Incestuous Desire Is Ages Old
The phenomenon of incestuous desire is ages old, as is the taboo surrounding it. Napoleonic France stopped punishing incest in 1810 in the wake of the declaration of civil and human rights during French Revolution that the law only has the right to prohibit such actions that are damaging to society. It's impossible, or at least very hard to prove that consensual incest does such damage.
German law since 1973 has stated that punishing incest serves to protect families from destructive influences. But social research shows that incest is more likely to be the result of family problems than the cause. Eugenic aspects, which the German statue book cites regarding sibling incest, are a poor justification for punishment. The risk of hereditary disease for offspring also exists with other people with genetic defects. Yet the German constitution would scarcely forbid such people from having children.
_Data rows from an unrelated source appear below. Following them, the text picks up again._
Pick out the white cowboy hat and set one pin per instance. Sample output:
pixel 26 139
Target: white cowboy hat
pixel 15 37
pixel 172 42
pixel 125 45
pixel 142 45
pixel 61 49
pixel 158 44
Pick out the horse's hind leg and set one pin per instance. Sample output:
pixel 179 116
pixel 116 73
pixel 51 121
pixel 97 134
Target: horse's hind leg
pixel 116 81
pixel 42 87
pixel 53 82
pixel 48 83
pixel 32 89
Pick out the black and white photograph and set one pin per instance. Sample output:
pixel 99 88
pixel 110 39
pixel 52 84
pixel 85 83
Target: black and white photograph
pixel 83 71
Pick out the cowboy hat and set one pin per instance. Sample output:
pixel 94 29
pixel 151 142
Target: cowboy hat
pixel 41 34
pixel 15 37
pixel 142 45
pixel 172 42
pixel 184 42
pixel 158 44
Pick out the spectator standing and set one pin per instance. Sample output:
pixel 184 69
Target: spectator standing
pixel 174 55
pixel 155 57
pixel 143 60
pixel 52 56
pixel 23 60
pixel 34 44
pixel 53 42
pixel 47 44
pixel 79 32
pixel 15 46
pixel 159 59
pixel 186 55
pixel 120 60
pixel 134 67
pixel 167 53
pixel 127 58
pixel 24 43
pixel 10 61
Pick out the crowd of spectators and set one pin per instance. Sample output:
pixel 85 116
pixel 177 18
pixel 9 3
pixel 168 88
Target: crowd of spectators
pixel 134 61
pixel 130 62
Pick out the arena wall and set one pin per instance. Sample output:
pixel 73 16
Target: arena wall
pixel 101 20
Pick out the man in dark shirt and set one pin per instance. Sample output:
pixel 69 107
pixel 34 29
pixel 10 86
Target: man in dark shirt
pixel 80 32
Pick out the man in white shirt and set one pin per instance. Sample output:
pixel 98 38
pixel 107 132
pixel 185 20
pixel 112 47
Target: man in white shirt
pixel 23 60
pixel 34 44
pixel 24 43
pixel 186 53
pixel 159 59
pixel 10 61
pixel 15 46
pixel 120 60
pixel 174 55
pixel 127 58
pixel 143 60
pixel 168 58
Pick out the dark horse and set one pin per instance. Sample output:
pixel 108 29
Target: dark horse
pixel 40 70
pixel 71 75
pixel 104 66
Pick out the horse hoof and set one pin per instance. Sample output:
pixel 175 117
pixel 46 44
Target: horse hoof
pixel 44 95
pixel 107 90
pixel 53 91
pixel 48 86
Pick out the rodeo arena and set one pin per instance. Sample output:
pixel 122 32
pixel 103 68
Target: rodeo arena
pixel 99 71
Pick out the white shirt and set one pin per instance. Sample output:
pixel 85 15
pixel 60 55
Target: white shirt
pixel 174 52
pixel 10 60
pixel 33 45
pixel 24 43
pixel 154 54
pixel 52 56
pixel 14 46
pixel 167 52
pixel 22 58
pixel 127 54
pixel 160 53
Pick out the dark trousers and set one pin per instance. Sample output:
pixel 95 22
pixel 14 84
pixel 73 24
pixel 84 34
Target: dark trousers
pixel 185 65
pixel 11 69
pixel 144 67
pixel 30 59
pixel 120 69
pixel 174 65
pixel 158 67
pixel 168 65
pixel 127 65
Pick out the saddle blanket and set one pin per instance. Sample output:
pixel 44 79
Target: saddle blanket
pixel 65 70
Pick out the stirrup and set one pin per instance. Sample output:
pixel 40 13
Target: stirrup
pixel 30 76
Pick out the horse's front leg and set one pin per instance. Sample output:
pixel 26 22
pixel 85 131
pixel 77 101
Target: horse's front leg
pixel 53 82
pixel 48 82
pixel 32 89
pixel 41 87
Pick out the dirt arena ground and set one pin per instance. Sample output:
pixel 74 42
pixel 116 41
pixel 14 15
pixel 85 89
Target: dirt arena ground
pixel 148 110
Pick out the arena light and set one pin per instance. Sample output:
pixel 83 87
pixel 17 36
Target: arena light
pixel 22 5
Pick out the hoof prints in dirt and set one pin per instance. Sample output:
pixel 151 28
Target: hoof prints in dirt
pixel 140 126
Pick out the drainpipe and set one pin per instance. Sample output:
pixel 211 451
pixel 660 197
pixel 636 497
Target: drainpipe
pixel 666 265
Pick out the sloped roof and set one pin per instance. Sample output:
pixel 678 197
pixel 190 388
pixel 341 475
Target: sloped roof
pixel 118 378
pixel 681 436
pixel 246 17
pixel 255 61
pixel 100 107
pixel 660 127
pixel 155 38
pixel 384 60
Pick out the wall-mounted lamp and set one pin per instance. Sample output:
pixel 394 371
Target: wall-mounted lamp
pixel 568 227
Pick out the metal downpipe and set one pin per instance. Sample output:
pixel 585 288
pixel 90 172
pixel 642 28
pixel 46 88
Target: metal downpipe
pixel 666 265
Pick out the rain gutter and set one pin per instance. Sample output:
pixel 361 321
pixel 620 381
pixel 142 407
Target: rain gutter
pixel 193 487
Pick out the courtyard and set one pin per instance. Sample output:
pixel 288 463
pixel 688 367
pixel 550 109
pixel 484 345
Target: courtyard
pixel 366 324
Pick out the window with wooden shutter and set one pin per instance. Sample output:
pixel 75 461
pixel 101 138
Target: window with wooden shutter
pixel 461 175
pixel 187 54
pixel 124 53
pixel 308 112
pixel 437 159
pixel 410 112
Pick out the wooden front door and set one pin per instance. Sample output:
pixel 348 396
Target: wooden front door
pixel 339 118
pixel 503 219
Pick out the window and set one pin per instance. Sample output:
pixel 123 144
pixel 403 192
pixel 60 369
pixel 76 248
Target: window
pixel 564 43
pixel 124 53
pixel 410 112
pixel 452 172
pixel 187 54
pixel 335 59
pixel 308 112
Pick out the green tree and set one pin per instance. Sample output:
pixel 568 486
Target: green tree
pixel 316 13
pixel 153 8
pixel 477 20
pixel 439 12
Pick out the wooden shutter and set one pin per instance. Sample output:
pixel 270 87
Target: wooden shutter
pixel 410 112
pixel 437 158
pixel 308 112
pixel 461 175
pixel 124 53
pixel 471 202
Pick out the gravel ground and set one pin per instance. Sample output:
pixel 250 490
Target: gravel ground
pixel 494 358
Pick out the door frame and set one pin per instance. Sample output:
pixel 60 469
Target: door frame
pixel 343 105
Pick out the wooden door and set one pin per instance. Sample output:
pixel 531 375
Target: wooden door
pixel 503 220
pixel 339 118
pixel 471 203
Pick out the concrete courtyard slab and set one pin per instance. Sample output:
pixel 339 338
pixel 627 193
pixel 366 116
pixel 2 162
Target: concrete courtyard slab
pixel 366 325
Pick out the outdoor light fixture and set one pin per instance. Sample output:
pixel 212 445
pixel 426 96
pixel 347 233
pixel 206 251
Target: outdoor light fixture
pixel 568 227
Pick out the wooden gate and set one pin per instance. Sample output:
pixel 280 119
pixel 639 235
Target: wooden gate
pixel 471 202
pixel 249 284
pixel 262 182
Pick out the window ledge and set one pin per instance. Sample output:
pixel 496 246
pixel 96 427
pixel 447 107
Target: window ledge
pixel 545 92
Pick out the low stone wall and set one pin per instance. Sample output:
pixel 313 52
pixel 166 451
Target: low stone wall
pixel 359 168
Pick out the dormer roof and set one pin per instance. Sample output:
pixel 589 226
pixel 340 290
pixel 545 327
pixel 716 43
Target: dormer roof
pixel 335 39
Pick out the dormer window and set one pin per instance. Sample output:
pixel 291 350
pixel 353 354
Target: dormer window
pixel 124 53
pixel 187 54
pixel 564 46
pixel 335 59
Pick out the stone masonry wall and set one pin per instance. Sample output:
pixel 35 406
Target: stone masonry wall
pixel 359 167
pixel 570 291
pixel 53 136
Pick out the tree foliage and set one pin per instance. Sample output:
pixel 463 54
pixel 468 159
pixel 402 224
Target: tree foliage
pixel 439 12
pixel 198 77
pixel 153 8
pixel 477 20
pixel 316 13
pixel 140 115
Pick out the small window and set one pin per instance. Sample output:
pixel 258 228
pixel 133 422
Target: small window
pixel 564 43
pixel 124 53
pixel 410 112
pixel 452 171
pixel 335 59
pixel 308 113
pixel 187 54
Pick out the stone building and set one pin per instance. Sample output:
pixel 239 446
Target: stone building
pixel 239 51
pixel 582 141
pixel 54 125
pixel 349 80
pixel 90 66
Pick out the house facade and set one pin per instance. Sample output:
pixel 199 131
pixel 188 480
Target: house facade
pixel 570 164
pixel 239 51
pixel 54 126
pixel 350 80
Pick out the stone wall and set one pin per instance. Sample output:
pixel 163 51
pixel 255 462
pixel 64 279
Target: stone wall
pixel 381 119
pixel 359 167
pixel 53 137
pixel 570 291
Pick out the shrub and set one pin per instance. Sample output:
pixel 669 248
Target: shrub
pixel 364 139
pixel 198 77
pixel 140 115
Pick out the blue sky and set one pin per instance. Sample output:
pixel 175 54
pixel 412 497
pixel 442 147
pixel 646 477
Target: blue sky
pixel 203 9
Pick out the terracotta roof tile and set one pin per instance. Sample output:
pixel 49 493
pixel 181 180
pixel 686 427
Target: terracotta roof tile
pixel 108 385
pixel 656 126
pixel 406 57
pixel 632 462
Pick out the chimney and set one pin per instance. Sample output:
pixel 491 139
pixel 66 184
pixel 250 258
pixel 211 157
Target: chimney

It's the physical proximity of siblings as they grow up that helps to suppress sexual desire between them. But if close relatives only get to know each other as adults, this no longer applies. Patrick S. and Susan K. probably wouldn't have fallen in love if they hadn't grown up apart from each other.
Endless Trials
In October 2001 Susan gave birth to their first child, a boy. A social worker suspected that her brother was the father and reported them to the police. In 2002 Patrick was first taken to court. He got a one-year suspended sentence. Then, they had a second child. The first two children are slightly physically disabled and are a little slow mentally as well. They were both taken into foster care. They then had a third child which had a heart problem, but which is now completely healthy after a heart operation.
In 2004 there was a second trial in which Susan K. was a co-defendant because she was 18 when the second child was conceived. Neither of them was assigned a defense lawyer. Patrick was sentenced to 10 months in jail. Susan was put under the supervision of a social worker for six months.
After his second conviction Patrick approached a lawyer who appealed against the verdict. Meanwhile Susan gave birth to a fourth child. It's healthy and she was allowed to keep it.
Both were put on trial again. Patrick got sentenced to one year and two months in jail, and his sister was again placed under supervision. An experienced lawyer then took over the case and managed to bring it before the Federal Constitutional Court. By November 2006 Patrick had served his second sentence. Only if the court now rules against his third sentence will he be spared a further jail term.
"One can't put this poor person in jail again," said his lawyer Endrik Wilhelm.